I was doing really well with sticking to protocol. Occasionally I had a little slip, but nothing major. However, this weekend I more than slipped. I basically did a diet belly flop into the deep end. I cheated big time.
It started off at a small burrito shack. Im not talking any burrito shack, it was Betos. They sell burritos bigger than your face and they are filled with all kinds of fatty, carbo-loaded deliciousness. I usually go to sleep at 10:30 p.m., but after a long night out with friends 1:30 a.m. arrived and brought my appetite to join the party. Maybe I was just incredibly sleepy and in an altered state of mind, but I swear that burrito was calling my name. In order to silence it... I took bite after bite until it was gone. I wish I could say that was the end, but when I woke up the next day I caved to some curry and cake as well.
The next day I woke up and wasnt feeling too hot. I wasnt even going to weigh myself knowing that I probably gained 4 pounds.
I went into work trying to pretend like the feeling in my stomach could be attributed more to shame than nausea. I was praying that no one would ask me how my diet went over the weekend, too.

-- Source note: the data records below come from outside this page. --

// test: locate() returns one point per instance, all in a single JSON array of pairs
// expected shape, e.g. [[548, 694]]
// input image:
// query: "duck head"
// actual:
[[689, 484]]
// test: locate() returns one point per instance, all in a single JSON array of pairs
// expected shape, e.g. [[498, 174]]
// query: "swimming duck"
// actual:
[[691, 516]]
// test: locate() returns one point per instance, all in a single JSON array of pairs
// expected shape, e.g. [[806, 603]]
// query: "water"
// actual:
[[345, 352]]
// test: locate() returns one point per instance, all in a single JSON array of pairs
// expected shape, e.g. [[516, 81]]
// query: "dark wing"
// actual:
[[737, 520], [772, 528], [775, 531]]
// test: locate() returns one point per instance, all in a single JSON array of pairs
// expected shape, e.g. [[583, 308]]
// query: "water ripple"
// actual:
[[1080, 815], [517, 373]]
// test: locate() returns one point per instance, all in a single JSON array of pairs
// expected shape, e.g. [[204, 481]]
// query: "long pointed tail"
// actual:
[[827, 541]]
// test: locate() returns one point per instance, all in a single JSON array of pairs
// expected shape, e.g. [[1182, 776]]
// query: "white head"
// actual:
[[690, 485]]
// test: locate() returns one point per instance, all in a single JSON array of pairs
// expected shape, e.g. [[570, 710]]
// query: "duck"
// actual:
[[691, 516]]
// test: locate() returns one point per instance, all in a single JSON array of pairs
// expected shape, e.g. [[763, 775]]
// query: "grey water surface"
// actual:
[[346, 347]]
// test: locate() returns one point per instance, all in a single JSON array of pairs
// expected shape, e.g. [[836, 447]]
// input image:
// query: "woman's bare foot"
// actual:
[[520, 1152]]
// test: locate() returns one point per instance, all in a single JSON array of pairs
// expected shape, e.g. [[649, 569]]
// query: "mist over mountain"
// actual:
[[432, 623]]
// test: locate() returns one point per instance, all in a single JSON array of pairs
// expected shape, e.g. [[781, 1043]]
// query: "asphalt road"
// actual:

Now let me just say, it takes a lot for me to throw up. And by a lot I mean the last time I threw up was almost a year ago from eating bad sushi. However, yesterday that all changed. I couldnt even make it through an hour of work before I was hugging the toilet in a public restroom.
I was terribly sick yesterday. Im slowly starting to realize since changing my eating habits during the course of this diet, my body is more sensitive to impulse binges.
Today I feel better physically, but emotionally the consequences of cheating are still lingering. The satisfaction from eating the foods I was craving is now gone, and all thats left are the 4 pounds I gained from the bad behavior.
Today I feel better physically, but emotionally the consequences of cheating are still lingering. The satisfaction from eating the foods I was craving is now gone, and all thats left are the 4 pounds I gained from the bad behavior.
Trust me when I say its not worth it. You may not get as sick as I did, but that satisfaction is fleeting, and discouraging. Your long term healthy goals are so much more important than satisfying a temporary craving.